Microservice for NLP tasks using gRPC
Project description
NLP Microservice
The goal of this project is to provide a gRPC server for resource-heavy NLP tasks—for instance, computing vectors/embeddings for words or sentences. By using protobuf internally, our NLP server provides native and strongly typed interfaces for many programming languages. There are multiple advantages that arise from outsourcing such computations to such a server:
- If multiple apps rely on NLP, the underlying models (which are usually quite large) only need to be loaded once into the main memory.
- All programming languages supported by gRPC get easy access to state-of-the-art NLP architectures (e.g., transformers).
- The logic is consolidated at a central place, drastically decreasing the maintenance effort required.
In addition to the server, we also provide a client containing convenience functions. This makes it easier for python applications to interact with the gRPC server. We will discuss the client at the end of this README.
Installation and Setup
We are using poetry to manage the dependencies.
For easier setup, we also provide a Dockerfile
and a docker-compose
specification.
Poetry
# The server dependencies are optional, thus they have to be installed explicitly.
poetry install --extras server
# To get startet, we recommend to use the default spacy model.
# In case you are dealing with English texts, you can run.
poetry run python -m spacy download core_en_web_lg
# To run the server, you need to specify the address it should listen on.
# In this example, it should liston on port 5678 on localhost.
poetry run python -m nlp_service "127.0.0.1:5678"
Docker
# You have to specify the host and port that the docker service should use
# We are creating a file called .env for this.
# Please note that for localhost inside Docker, you need to use 0.0.0.0, otherwise you will not be able to connect.
echo "PORT=5678" >> .env
# Now we can start the service.
docker-compose up
General Usage
Once the server is running, you are free to call any of the functions defined in the underlying protobuf file. The corresponding documentation is located in the same GitHub project. Please note: The examples here use the Python programming language, but are also directly applicable to any other language supported by gRPC.
import grpc
from arg_services.nlp.v1 import nlp_pb2, nlp_pb2_grpc
# First of all, we are creating a channel (i.e., establish a connection to our server)

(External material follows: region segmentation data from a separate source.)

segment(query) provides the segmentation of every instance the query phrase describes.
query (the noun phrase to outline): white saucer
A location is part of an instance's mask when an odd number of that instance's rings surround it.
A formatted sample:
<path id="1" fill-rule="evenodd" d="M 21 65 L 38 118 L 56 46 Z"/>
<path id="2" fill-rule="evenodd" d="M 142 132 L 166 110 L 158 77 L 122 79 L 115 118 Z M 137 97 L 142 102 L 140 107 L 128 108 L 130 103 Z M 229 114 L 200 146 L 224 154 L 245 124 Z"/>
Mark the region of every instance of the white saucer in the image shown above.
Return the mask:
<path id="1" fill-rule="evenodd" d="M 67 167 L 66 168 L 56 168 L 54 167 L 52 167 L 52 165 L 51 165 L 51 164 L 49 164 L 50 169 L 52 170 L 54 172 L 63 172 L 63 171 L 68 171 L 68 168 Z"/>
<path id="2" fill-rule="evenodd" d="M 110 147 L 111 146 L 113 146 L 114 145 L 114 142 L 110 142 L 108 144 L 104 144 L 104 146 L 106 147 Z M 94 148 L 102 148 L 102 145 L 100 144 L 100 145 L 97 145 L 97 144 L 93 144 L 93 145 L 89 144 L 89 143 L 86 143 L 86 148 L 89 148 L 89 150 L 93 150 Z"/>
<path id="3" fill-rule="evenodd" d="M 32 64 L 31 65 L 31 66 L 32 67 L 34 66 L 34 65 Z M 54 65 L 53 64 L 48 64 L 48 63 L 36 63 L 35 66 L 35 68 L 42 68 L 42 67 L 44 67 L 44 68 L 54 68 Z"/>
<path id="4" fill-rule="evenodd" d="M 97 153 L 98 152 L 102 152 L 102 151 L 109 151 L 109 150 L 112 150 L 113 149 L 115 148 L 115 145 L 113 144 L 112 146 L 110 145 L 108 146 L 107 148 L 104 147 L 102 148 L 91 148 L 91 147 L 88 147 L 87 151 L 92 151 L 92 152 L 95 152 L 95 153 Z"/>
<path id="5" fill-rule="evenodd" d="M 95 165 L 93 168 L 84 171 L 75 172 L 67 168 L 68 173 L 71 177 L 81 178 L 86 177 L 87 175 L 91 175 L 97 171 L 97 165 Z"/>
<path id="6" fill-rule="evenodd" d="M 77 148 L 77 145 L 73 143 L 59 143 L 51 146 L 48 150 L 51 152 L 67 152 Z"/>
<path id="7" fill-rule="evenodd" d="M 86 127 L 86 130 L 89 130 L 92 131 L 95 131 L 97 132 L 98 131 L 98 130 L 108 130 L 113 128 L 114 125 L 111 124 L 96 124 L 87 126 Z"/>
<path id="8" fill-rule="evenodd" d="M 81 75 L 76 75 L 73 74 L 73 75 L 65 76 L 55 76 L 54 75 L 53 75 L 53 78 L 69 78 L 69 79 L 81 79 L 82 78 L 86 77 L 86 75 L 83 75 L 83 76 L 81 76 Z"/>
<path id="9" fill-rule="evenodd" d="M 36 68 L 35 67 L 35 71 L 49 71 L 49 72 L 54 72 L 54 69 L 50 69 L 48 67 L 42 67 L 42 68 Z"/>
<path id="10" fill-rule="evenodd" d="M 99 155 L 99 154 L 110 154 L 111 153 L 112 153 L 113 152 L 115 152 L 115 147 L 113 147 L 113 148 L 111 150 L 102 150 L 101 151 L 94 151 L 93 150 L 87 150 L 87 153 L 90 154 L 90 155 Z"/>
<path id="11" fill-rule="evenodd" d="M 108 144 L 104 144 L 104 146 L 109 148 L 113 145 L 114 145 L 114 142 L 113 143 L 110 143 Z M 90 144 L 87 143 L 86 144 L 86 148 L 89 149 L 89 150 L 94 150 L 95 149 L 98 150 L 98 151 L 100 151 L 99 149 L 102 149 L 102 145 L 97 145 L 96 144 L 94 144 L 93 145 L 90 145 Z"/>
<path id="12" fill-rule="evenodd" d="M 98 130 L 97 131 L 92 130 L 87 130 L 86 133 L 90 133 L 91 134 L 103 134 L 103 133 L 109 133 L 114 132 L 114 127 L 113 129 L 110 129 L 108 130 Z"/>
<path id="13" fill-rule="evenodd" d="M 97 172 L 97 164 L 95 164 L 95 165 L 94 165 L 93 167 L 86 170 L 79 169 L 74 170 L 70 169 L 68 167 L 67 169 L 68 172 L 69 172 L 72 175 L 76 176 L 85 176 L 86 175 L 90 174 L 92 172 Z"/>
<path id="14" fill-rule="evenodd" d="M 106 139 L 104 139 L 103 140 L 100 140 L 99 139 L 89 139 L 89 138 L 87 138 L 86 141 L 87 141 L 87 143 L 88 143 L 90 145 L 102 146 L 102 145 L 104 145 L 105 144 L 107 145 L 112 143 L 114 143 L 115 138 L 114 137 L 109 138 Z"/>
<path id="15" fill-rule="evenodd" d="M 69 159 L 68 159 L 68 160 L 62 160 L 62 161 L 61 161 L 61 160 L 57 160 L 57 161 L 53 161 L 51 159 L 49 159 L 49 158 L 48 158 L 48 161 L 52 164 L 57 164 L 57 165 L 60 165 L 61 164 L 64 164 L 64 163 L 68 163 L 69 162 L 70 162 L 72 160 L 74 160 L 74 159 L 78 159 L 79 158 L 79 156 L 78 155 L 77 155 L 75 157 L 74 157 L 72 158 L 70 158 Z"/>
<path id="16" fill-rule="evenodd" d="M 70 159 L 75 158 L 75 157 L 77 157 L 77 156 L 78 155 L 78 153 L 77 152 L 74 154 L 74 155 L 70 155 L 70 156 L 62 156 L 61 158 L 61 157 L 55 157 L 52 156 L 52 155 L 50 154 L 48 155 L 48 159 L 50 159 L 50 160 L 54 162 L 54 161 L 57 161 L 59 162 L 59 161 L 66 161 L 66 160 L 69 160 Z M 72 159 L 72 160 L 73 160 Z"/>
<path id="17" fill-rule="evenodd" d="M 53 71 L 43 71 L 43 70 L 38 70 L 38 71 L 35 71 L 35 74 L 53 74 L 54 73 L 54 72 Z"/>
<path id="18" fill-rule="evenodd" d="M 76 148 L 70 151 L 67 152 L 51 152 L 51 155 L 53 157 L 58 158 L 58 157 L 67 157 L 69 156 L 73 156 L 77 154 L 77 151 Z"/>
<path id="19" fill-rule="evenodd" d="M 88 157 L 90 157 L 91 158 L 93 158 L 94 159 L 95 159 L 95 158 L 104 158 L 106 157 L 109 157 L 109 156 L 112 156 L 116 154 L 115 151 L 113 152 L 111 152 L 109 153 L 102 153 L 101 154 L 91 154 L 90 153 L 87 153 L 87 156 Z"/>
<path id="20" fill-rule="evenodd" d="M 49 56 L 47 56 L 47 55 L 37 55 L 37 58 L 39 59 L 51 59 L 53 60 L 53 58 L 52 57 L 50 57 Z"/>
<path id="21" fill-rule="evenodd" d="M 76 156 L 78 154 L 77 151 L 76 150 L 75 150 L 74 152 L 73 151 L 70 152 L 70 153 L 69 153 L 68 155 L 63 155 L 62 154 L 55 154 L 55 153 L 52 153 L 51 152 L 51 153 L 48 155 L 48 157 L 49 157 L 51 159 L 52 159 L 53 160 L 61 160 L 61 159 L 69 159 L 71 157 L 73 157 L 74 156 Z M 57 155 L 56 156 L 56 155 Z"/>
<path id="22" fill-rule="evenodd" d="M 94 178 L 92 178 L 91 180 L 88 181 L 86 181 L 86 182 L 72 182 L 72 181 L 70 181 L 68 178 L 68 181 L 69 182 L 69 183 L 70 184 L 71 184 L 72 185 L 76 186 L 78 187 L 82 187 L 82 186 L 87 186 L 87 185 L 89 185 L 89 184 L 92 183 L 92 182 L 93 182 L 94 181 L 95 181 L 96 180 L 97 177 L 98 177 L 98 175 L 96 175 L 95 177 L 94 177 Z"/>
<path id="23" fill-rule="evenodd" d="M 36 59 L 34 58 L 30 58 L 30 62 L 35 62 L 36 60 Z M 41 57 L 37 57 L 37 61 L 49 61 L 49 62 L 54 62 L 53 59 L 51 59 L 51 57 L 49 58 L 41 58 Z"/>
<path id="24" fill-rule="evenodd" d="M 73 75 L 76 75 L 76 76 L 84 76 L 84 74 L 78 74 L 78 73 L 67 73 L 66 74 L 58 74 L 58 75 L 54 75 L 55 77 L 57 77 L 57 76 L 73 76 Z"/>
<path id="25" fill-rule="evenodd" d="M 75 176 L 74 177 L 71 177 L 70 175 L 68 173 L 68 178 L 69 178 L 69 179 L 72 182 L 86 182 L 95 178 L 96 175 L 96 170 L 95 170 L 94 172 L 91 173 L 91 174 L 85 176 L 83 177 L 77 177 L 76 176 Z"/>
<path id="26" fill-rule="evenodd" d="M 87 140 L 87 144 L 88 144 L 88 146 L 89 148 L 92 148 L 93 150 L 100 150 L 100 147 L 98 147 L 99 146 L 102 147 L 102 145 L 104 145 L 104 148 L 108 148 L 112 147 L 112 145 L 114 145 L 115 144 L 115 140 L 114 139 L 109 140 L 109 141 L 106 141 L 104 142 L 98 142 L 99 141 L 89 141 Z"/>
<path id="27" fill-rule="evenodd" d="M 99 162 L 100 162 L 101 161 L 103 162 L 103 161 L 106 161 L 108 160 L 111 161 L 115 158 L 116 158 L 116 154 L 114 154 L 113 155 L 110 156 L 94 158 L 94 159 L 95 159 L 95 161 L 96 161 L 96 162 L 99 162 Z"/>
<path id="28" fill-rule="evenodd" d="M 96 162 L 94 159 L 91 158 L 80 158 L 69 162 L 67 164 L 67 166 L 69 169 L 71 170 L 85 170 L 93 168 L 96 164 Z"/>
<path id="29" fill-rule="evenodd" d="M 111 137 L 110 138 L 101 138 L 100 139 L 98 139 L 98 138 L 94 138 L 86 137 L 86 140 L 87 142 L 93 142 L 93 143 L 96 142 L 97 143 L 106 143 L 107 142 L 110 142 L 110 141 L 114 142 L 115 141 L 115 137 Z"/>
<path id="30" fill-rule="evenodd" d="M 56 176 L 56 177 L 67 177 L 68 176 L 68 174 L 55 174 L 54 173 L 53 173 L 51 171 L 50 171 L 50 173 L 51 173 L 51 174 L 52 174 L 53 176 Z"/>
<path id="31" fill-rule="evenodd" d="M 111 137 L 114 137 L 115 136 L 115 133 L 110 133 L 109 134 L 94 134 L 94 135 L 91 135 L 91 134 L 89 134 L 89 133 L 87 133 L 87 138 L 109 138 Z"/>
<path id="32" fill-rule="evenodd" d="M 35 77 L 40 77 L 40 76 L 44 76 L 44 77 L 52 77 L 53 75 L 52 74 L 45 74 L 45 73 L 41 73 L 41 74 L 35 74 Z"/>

channel = grpc.insecure_channel("127.0.0.1:5678")
# The channel can now be used to create the actual client (allowing us to call all available functions)
client = nlp_pb2_grpc.NlpServiceStub(channel)
# Now the time has come to prepare our actual function call.
# We will start by creating a very simple NlpConfig with the default spacy model.
# FOr details about the parameters, please have a look at the next section.
config = nlp_pb2.NlpConfig(
language="en",
spacy_model="en_core_web_lg",
)
# Next, we will build a request to query vectors from our server.
request = nlp_pb2.VectorsRequest(
# The first parameter is a list of strings that shall be embedded by our server.
texts=["What a great tutorial!", "I will definitely recommend this to my friends."],
# Now we need to specify which embeddings have to be computed. In this example, we create one vector for each text
embedding_levels=[nlp_pb2.EmbeddingLevel.EMBEDDING_LEVEL_DOCUMENT],
# The only thing missing now is the spacy configuration we created in the previous step.
config=config
)
# Having created the request, we can now send it to the server and retrieve the corresponding response.
response = client.Vectors(request)
# Due to technical constraints, we cannot directly transfer numpy arrays, thus we convert our response.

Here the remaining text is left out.